Abel Maciel Q&A
Abel Maciel lectures in design at the AA and the Bartlett and is currently working on a research project to create intelligent virtual reality tools to assist architectural concept design. He also advises designers on how to manage design information in construction projects.
How does working in London compare to working in Brazil?
Practising architecture in London is more formalized than in Brazil. People back home have a romantic view of the profession. It’s a creative endeavour and conservation is important, and, although this is a good thing, there are things we could learn from British practice.
What Brazilian things do you do in London?
Occasionally I go to Brazilian bars. I bring coffee over from Brazil and I drink açai berry smoothies in the local organic juice bar and I have all the spices my mother uses here in my kitchen in London. Sometimes I gather with friends for a ’feijoada’, which feels very Brazilian. I also keep a book in hand from a Brazilian writer; I love Jorge Amado and Raquel de Queiros.

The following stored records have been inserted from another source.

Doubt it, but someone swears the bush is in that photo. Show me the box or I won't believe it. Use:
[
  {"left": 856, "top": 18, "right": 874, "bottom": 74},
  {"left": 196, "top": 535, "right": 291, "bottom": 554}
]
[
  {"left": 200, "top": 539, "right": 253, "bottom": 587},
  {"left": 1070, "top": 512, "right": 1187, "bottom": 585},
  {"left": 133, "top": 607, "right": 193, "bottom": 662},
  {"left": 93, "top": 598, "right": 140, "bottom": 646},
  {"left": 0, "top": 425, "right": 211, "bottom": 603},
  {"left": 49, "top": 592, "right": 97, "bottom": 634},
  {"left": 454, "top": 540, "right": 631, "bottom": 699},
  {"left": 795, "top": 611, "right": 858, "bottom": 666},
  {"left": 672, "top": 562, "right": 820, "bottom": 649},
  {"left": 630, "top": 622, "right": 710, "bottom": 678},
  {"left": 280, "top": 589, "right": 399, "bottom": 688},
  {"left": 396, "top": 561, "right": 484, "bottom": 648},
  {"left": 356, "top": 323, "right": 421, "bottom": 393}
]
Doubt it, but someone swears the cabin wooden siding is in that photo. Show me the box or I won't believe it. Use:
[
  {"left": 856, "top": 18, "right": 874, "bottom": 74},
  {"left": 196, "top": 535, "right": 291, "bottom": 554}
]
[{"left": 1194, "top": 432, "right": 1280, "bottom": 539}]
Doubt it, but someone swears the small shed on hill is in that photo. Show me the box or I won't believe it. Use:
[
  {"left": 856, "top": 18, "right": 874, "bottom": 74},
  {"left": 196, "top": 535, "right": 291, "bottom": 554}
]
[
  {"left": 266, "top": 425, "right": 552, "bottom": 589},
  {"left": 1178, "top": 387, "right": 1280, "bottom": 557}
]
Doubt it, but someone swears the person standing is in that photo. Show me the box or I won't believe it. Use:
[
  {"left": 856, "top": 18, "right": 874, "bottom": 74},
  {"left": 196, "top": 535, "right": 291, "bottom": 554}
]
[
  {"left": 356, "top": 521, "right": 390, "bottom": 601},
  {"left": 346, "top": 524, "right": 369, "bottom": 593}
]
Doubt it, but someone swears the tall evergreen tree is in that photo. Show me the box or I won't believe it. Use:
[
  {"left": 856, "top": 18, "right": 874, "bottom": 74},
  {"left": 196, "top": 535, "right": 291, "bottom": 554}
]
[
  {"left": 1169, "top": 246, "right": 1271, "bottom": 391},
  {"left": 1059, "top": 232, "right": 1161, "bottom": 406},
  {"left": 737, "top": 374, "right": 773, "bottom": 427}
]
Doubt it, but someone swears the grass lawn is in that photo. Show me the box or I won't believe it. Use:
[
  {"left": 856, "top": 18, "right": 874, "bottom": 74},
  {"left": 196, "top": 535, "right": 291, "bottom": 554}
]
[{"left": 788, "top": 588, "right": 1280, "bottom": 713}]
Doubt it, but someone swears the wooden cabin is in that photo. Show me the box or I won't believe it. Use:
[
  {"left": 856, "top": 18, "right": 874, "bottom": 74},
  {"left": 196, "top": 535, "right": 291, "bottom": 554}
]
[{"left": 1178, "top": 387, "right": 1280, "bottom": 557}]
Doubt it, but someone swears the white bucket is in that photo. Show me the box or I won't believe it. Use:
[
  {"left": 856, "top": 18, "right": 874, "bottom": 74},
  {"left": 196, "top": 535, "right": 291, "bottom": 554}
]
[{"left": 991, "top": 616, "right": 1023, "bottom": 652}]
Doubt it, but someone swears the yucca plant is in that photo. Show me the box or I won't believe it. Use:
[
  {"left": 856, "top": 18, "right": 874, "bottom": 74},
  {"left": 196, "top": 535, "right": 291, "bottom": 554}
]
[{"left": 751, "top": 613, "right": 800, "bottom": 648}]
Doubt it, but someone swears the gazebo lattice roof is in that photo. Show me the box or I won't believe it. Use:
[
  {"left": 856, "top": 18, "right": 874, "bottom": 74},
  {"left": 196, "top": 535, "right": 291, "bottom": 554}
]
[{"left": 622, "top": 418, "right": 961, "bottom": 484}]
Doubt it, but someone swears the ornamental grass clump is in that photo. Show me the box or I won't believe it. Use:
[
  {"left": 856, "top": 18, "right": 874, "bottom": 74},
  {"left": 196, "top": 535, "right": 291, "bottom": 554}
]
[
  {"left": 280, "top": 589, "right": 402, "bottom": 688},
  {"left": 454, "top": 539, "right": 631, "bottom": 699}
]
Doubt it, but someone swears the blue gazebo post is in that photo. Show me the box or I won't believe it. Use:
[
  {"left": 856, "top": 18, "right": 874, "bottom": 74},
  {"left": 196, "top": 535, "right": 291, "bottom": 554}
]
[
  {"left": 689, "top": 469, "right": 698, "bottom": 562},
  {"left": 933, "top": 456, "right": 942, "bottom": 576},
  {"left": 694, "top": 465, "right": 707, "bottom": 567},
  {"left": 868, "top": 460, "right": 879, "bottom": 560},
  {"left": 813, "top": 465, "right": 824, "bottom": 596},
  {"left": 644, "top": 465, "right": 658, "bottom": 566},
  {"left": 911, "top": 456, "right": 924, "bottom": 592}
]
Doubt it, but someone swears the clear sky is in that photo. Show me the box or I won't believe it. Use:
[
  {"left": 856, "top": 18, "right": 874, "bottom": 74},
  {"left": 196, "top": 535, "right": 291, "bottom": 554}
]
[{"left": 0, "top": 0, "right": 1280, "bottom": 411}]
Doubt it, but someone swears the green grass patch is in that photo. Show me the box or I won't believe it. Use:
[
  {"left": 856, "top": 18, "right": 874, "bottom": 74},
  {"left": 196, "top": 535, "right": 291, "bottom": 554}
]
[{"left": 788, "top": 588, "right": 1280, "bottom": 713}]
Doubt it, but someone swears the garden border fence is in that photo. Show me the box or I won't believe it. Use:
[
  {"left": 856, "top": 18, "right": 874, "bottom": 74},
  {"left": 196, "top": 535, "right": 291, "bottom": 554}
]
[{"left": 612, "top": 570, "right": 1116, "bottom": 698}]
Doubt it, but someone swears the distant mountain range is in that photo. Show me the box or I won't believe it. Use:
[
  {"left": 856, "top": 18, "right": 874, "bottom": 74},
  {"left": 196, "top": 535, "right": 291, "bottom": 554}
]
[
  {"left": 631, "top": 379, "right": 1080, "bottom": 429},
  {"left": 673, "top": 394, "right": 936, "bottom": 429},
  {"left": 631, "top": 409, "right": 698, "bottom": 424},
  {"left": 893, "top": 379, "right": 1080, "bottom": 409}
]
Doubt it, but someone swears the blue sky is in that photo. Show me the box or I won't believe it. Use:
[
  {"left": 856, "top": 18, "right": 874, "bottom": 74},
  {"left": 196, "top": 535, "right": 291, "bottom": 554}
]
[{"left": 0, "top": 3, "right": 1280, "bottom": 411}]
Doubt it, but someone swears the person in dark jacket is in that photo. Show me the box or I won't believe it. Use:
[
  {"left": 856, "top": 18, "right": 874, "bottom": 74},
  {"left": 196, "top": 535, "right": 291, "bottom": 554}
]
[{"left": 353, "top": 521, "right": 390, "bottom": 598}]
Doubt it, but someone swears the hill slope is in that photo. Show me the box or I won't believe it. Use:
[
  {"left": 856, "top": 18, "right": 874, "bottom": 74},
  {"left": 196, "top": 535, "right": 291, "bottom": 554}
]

What would a perfect night out in Brazil involve?
I would have churrasco for lunch, and would need a power nap around 5:00pm, ideally on Ipanema or Leblon beaches. The evening would be spent with friends, either dancing at a samba school, clubbing, or hitting the bars in Lapa or Gavea Baixa in Rio. Many Brazilians, myself included, like to escape for long weekends. Praia da Pipa and Fernando de Noronha island are my favourite places.
Are there any Brazilian expressions that would translate well in to English?
’Mente vazia é oficina do diabo’ or ’an empty mind is the devil’s workshop’.
How does being Brazilian shape your aesthetic?
Being Brazilian is synonymous with being social, emotional and intuitive. We like change and improvisation. Any Brazilian would agree that we have a special interest in relationships; we like to get to know people and understand the intricacy and complexities of someone’s personality. Also, growing up with exuberant fauna and flora, and a range of architectural styles, from baroque to modernist, has given me a good palette from which to work.